Oracles are not a panacea and have two main limitations:

• They cannot implement risk management to limit the effects of market manipulation measures for a protocol
• The outputs are only as good as the inputs

Point one is tongue-in-cheek but more relevant than ever; the explosion of decentralized perpetual futures exchanges — brought about by cheaper transactions on L1s like Avalanche and Solana and Ethereum Layer 2s like Arbitrum — has put the importance of anti-market abuse measures (like position limits) in the spotlight. For example, about a month ago, a trader took advantage of GMX’s oracle pricing — which allows users to open large positions at the oracle price with no slippage — and thin AVAX order books to profit from unnatural price movements (detailed in my tweet thread here).

Point two was demonstrated by the recent exploit (or, depending on your opinion, “highly profitable trading strategy”) on Mango Markets. Put simply (and more closely detailed in this Twitter thread), the attacker (or trader) opened a long MNGO perpetual futures position, pumped the oracle price upon which MNGO-PERP was based, and used the unrealized and short-lived “profit” of over $400mn to borrow from Mango, draining it of all funds — over $100mn worth.

What’s the takeaway from this timeline?

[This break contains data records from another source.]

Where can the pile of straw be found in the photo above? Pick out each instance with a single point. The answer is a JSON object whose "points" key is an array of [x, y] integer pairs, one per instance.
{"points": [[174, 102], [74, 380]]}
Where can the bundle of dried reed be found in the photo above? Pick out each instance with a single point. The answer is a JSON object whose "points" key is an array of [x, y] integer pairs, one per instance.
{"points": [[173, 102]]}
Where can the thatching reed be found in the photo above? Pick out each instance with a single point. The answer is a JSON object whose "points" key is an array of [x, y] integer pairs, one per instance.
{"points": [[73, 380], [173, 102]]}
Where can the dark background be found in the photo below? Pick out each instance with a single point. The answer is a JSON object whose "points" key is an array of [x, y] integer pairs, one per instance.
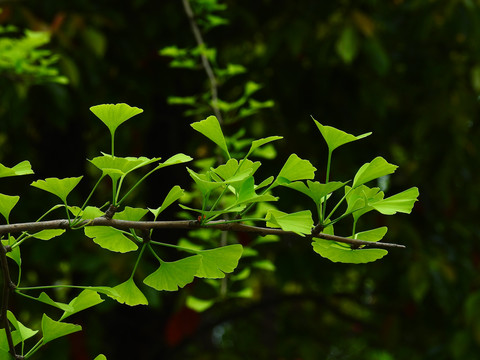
{"points": [[413, 80]]}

For me, it’s that this whole process was relatively easy. For whatever reason, MGNO is offered on very few CEXs (not even Binance or Kucoin!), with FTX, AscendEX, and BingX as the only exchanges with any meaningful volumes. The FTX order book was incredibly thin ahead of the exploit.

Total market depth 1% away from the midpoint in each direction was just over $20k in the hours leading up to the price movement. At 10:45pm UTC, ask depth (in red) was $957 and bid depth (in green) was just $743.

The Pyth MNGO-USD oracle reflected a high price of $0.155. When examining each publisher (i.e. the data provider that contributes a price to the oracle) it’s interesting to see how their collection and outlier detection methods differed: one publisher hit a high of $0.829 while another hit a high of just $0.07.

The Switchboard oracle that Mango used incorporated data from FTX, AscendEX, and the the MNGO-USDC DEX pair mentioned above.

The oracle functioned as designed, which the Mango team acknowledged, saying that the oracle providers were not at fault. The token was simply too illiquid, and the oracle’s outputs were only as good as its inputs.

What Next?

Hopefully DeFi protocols have realized that simply using a Chainlink or Pyth price oracle does not absolve them of risk management. As mentioned previously, decentralized futures exchanges are prime targets for these sorts of attacks, as they are essentially leveraged versions of the lending/borrowing protocols that are usually the marks for these exploits.

As detailed by FTX CEO Sam Bankman-Fried, FTX’s risk engine uses its own form of outlier detection and charges a greater percentage margin for larger positions (the MNGO position taken on Mango Markets would have had to be fully collateralized on FTX), among other checks. Others have suggested that position limits could be established based on an oracle-provided measure of liquidity like bid-ask spread. This could add a level of difficulty to an attack, but it’s my hunch that a sophisticated and well-capitalized attacker would be able to spoof liquidity, especially if a token is only offered on a few exchanges.

For what it’s worth, one of the attackers involved in the Mango exploit tweeted that lending protocols should store a 24-hour rolling oracle price and require new positions to be valid under both the current oracle price and the rolling price. This actually seems like a pretty good solution.

As the bear market drags on I expect to see more and better-capitalized exploit attempts in this vein. The same attacker mentioned above detailed a theoretical exploit of Aave V2 using $100mn in starting capital to pump REN and potentially drain $500mn from the protocol.

A combination of solutions — using oracles, limiting (or not offering) leverage on illiquid tokens, using a longer rolling price for opening new positions, and more — will be critical to prevent these types of exploits in the future.